Sonny (Dev Patel) is as full of bluster and ineptitude as ever. He’s now engaged to be married to Sunaina (Tina Desai) and dreams of expanding the hotel. Muriel Donnelly (Maggie Smith) is by his side, offering stinging put-downs and succinct commentary with her characteristic panache. Evelyn Greenslade (Judi Dench) is now working as a textile supplier and fittingly, is dressed in gorgeous kurtas and shawls that will make fashionistas’ pulses flutter, regardless of how old they are. Her tentative romance with Douglas Ainslie (Bill Nighy) is as delicately poised as it was at the end of the first film. Madge Hardcastle (Celia Imrie) is still looking for a man to marry. Adding a little American twist to the tale is Guy Chambers (Richard Gere), who comes to the hotel and immediately starts crushing on Sonny’s mum (Lilette Dubey).
The flimsy plot of The Second Best Exotic Marigold Hotel is less a premise and more of an excuse to return to bring this group of remarkable and beloved British actors together again. Sonny needs an investor for the expansion he’s planning and so turns to an American company for help. The Americans tell him that they’ll be sending an inspector to see the property before they make their decision. So when two new guests show up at the hotel, Sonny’s nose knows one of them is the American inspector.
Meanwhile, the retired lot are working their way through their own little conflicts. Can Evelyn and Douglas take that final step to coupledom? Madge has to choose between two eligible Indian paramours. Muriel is doddering along unsteadily, but how long can her willpower trump her crumbling body?

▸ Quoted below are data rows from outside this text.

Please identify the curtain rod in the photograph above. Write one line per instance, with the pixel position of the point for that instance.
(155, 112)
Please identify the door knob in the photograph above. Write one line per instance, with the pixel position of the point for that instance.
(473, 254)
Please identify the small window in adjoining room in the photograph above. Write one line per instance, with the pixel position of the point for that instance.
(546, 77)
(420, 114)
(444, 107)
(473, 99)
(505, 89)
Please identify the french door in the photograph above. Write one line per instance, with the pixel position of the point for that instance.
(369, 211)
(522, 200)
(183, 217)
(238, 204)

Parker’s script is filled with is delightful banter, particularly when the lines are being delivered by Nighy, Smith and Dench. Dench and Nighy are adorable as the awkward couple, shyly tiptoeing around each other. In his sharply-tailored suits, Nighy looks dashing enough to be a romantic lead, age be damned. Dench slips in a couple of lines in Hindi and her accent is absolutely ghastly. Fortunately, she more than makes up for it with her impeccable timing and delivery in the English dialogues.
You can put most of Smith’s lines on a t-shirt, like, “I don’t do advice. I do opinion.” She’s quite obviously channelling some of the acerbic wit that she displays in Downton Abbey. It’s a neat little parallel that Smith plays a dowager countess in the television show and in The Best Exotic Marigold series, her character is a retired housekeeper — Upstairs or Downstairs, Dame Maggie Smith lords over whatever domain you give her.

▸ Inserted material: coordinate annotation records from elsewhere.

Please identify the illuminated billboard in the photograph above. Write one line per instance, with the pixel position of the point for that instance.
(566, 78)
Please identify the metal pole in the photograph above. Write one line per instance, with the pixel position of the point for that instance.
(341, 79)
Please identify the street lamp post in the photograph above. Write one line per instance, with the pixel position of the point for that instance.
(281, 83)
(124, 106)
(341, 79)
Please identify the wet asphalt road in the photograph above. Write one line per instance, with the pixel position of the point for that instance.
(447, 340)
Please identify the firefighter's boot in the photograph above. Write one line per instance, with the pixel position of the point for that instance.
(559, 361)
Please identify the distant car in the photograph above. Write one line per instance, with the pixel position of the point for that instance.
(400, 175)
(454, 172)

Patel manages to be endearing even while coming across as entirely over the top and ridiculous. It’s evident he’s hamming, but it’s still impossible to keep a straight face when he clutches Richard Gere and calls him “a perfect specimen”.
All in all, The Second Best Exotic Marigold Hotel reminds you of the golden age of Hollywood, when films relied upon charm and conversation, rather than action and drama, for their success. The audaciousness of this film is its modesty — it’s utterly old-fashioned and has none of the bombast that’s an integral part of blockbusters today. Instead, The Second Best Exotic Marigold Hotel is full of vintage movie magic. All it has going for it is wit and repartee. The conflicts are resolved inexplicably. The crises are not world-altering, but almost silly in their minuteness. There are no villains lurking in any corners and love is gentle, polite business.

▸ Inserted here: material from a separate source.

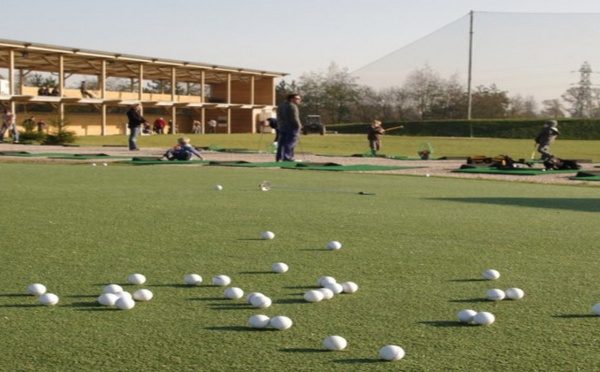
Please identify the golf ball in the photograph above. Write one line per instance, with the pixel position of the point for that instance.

It’s all very unspectacular, but thanks to sparkling performances by Smith, Dench and Nighy, The Second Best Exotic Marigold Hotel is just what the doctor ordered if you want a simple, feelgood film. That’s remarkable when you keep in mind that most of the characters are basically just waiting to die in this story. Yet, there’s no sadness here. At its gloomiest, a tinge of wistfulness dulls the Technicolor, Indian fantasy that Madden and his team have created. But those moments are brief and what The Second Best Exotic Marigold Hotel remind us is that so long as you’re alive, there’s a life to be lived and enjoyed.